Cooperative Charge Pumping and Enhanced Skyrmion Mobility

TL;DR

This paper explores how moving skyrmions can generate charge currents through their magnetic topology, with potential applications in racetrack memory devices.

Contribution

It introduces a theoretical framework linking skyrmion motion to charge pumping, highlighting the role of topology and scattering effects.

Findings

Skyrmion motion induces significant charge currents.

Charge pumping scales with electron reflection coefficient.

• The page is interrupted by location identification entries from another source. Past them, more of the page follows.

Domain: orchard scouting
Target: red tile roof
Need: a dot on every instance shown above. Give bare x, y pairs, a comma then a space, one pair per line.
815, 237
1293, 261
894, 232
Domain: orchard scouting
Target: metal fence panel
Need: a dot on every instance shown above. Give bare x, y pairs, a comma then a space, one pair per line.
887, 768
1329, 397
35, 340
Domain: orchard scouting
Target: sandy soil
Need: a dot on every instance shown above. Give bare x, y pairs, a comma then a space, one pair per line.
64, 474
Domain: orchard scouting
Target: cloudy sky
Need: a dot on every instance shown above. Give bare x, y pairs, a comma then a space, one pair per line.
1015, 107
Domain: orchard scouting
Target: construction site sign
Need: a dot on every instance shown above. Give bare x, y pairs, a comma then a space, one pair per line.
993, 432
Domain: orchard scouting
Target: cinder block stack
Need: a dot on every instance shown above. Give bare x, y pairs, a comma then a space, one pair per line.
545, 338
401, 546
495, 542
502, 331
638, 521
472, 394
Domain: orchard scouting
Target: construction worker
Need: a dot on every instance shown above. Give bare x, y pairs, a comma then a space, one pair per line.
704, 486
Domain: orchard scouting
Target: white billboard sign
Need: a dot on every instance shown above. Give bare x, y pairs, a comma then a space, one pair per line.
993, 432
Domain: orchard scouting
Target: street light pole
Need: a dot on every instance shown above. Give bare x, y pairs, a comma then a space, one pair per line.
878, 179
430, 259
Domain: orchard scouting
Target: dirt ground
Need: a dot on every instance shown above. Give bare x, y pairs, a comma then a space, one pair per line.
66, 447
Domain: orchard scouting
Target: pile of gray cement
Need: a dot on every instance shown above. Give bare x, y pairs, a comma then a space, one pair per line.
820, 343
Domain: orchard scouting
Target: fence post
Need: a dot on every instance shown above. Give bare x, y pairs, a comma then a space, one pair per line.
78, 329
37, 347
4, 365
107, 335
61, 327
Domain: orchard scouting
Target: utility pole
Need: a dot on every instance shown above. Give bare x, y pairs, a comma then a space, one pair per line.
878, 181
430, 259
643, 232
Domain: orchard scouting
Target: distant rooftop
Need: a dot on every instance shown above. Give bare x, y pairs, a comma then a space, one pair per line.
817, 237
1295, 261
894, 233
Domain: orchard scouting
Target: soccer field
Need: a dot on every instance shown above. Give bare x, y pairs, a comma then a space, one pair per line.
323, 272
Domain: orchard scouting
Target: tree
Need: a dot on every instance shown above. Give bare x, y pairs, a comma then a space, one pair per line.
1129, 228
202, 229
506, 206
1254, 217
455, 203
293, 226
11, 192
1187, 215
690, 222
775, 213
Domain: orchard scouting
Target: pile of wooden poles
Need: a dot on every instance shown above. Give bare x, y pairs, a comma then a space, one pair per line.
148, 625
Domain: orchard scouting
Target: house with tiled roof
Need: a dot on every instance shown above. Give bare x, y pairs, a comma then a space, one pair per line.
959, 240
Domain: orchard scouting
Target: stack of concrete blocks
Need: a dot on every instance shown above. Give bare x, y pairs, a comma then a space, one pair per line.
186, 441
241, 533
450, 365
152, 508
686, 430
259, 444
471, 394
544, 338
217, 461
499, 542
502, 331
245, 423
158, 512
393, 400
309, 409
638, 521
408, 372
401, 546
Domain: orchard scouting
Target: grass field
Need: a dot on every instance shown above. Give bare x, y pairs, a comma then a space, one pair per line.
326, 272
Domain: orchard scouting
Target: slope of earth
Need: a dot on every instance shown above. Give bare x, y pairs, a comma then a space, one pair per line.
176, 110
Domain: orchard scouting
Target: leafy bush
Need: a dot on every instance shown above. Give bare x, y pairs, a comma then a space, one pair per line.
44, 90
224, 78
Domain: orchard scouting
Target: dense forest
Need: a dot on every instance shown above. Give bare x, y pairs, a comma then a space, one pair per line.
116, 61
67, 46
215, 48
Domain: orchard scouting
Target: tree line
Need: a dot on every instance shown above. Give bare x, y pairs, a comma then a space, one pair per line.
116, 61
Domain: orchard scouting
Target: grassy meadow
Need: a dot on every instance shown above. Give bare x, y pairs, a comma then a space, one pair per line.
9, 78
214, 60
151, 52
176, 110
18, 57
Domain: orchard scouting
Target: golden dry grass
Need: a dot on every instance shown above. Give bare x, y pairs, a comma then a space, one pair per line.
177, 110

Potential for enhanced skyrmion mobility in racetrack devices.

Abstract

The electronic pumping arising from the steady motion of ferromagnetic skyrmions is investigated by solving the time evolution of the Schrodinger equation implemented on a tight-binding model with the statistical physics of the many-body problem. It is shown that the ability of steadily moving skyrmions to pump large charge currents arises from their non-trivial magnetic topology, i.e. the coexistence between spin-motive force and topological Hall effect. Based on an adiabatic scattering theory, we compute the pumped current and demonstrate that it scales with the reflection coefficient of the conduction electrons against the skyrmion. Finally, we propose that such a phenomenon can be exploited in the context of racetrack devices, where the electronic pumping enhances the collective motion of the train of skyrmions.